Un dispositif trop compliqué
A partir de ces trois grandes lignes directrices, trois pôles ont vu le jour : le sol “coopération”, le sol “engagement” et le sol “affecté”. Un triptyque qui fait dire aujourd’hui à Pascal Clouaire, l’adjoint à la démocratie locale de Grenoble, que le dispositif était trop compliqué pour fonctionner.
Le sol coopération, le plus palpable, concernait les échanges marchands ciblés par la charte éthique. Il s’agissait d’une monnaie sur support électronique. « Le système de carte de fidélité était à ce moment-là le plus simple et connu. Il a donc été mis en place une carte de fidélité de l’économie solidaire et sociale », explique Olivier Truche.

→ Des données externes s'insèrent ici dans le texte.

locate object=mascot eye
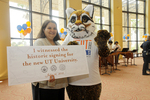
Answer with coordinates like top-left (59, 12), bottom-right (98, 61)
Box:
top-left (82, 18), bottom-right (87, 22)
top-left (82, 15), bottom-right (89, 23)
top-left (70, 16), bottom-right (76, 23)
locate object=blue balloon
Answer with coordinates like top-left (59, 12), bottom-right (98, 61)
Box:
top-left (123, 36), bottom-right (126, 39)
top-left (22, 24), bottom-right (27, 30)
top-left (17, 25), bottom-right (22, 31)
top-left (63, 31), bottom-right (67, 35)
top-left (127, 36), bottom-right (129, 39)
top-left (109, 37), bottom-right (111, 41)
top-left (59, 32), bottom-right (62, 37)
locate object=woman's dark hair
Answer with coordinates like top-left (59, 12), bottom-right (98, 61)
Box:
top-left (36, 20), bottom-right (61, 41)
top-left (108, 40), bottom-right (113, 44)
top-left (114, 41), bottom-right (118, 44)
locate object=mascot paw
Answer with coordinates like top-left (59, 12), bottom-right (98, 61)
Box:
top-left (94, 30), bottom-right (111, 57)
top-left (67, 41), bottom-right (79, 45)
top-left (94, 30), bottom-right (111, 42)
top-left (98, 47), bottom-right (110, 57)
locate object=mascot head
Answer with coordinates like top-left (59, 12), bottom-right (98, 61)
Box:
top-left (66, 5), bottom-right (95, 39)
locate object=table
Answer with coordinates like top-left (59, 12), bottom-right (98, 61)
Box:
top-left (99, 54), bottom-right (114, 75)
top-left (119, 51), bottom-right (133, 66)
top-left (99, 51), bottom-right (133, 74)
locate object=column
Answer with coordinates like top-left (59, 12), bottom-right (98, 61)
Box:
top-left (66, 0), bottom-right (82, 10)
top-left (146, 0), bottom-right (150, 35)
top-left (111, 0), bottom-right (122, 48)
top-left (0, 0), bottom-right (11, 80)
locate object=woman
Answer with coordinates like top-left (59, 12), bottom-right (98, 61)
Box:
top-left (112, 41), bottom-right (121, 64)
top-left (32, 20), bottom-right (68, 100)
top-left (108, 40), bottom-right (113, 52)
top-left (112, 41), bottom-right (121, 51)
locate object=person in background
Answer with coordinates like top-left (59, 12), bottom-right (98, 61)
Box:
top-left (32, 20), bottom-right (68, 100)
top-left (112, 41), bottom-right (121, 51)
top-left (140, 36), bottom-right (150, 75)
top-left (112, 41), bottom-right (121, 64)
top-left (108, 40), bottom-right (113, 52)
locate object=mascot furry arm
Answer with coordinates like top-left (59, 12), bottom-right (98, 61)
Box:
top-left (94, 30), bottom-right (110, 57)
top-left (63, 4), bottom-right (110, 57)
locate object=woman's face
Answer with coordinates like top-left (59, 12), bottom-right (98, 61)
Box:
top-left (109, 43), bottom-right (112, 45)
top-left (44, 22), bottom-right (57, 41)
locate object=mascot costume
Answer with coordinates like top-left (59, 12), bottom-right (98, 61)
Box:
top-left (62, 5), bottom-right (110, 100)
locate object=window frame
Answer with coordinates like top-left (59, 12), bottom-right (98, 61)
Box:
top-left (122, 0), bottom-right (146, 57)
top-left (9, 0), bottom-right (67, 46)
top-left (82, 0), bottom-right (111, 32)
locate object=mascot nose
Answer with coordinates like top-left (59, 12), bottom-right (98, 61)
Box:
top-left (75, 20), bottom-right (82, 26)
top-left (75, 23), bottom-right (81, 26)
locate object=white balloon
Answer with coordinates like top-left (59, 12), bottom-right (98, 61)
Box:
top-left (20, 34), bottom-right (24, 40)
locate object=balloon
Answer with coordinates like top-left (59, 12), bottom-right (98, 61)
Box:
top-left (17, 25), bottom-right (22, 31)
top-left (27, 28), bottom-right (31, 33)
top-left (61, 34), bottom-right (66, 39)
top-left (22, 30), bottom-right (28, 36)
top-left (110, 32), bottom-right (113, 37)
top-left (22, 24), bottom-right (27, 30)
top-left (18, 30), bottom-right (22, 33)
top-left (20, 33), bottom-right (24, 39)
top-left (59, 32), bottom-right (62, 37)
top-left (127, 34), bottom-right (130, 36)
top-left (60, 34), bottom-right (66, 41)
top-left (63, 31), bottom-right (67, 35)
top-left (61, 38), bottom-right (65, 41)
top-left (109, 37), bottom-right (111, 41)
top-left (127, 36), bottom-right (129, 39)
top-left (123, 36), bottom-right (126, 39)
top-left (145, 36), bottom-right (147, 38)
top-left (17, 22), bottom-right (32, 38)
top-left (20, 29), bottom-right (24, 33)
top-left (60, 28), bottom-right (64, 33)
top-left (142, 35), bottom-right (144, 38)
top-left (26, 21), bottom-right (31, 27)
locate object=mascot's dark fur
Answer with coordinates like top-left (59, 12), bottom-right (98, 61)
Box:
top-left (67, 41), bottom-right (79, 45)
top-left (94, 30), bottom-right (110, 57)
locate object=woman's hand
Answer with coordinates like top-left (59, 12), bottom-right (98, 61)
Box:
top-left (48, 75), bottom-right (55, 82)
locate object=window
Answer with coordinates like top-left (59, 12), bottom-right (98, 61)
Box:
top-left (9, 0), bottom-right (66, 46)
top-left (122, 0), bottom-right (145, 57)
top-left (82, 0), bottom-right (111, 32)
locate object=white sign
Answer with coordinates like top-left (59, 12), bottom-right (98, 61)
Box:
top-left (7, 45), bottom-right (89, 86)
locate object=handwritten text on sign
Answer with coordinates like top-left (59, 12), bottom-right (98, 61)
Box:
top-left (7, 45), bottom-right (89, 86)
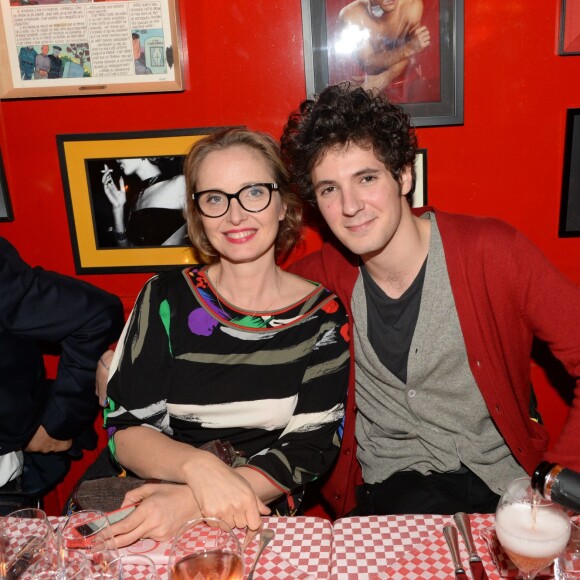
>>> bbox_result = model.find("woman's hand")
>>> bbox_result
[102,164,127,209]
[185,453,270,532]
[96,349,114,407]
[110,483,201,548]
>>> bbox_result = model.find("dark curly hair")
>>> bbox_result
[280,82,418,205]
[183,128,303,264]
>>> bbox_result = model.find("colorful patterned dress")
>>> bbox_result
[105,265,350,513]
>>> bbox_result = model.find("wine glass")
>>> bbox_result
[109,554,161,580]
[1,508,55,578]
[1,515,9,579]
[555,513,580,579]
[59,510,121,579]
[168,517,244,580]
[28,549,91,579]
[495,476,571,579]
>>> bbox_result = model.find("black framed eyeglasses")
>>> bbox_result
[193,183,278,218]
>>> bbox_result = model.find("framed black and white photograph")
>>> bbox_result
[412,148,427,207]
[0,150,14,222]
[559,108,580,237]
[301,0,464,127]
[57,127,228,274]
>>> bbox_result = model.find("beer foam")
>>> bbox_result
[495,502,571,558]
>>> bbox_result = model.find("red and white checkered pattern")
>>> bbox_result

Certains se souviennent peut-être de cette carte jaune d’or ? Son lancement officiel s’est fait en 2007 avec une vingtaine d’entreprises partenaires. L’Europe s’était alors engagée à financer pour l’agglomération grenobloise 40 distributeurs et 2000 cartes.
Le principe en était simple : lors d’un achat en euros, le détenteur de la carte se voyait créditer des points fidélité (unités sol), avec une équivalence en euros permettant d’acheter des produits dans le réseau. Mais si, en théorie, l’utilisation était aisée, « un des gros freins au projet était l’utilisation de terminaux de paiement spécifiques, confesse Olivier Truche. Aujourd’hui, on sait le faire à partir de terminaux classiques ».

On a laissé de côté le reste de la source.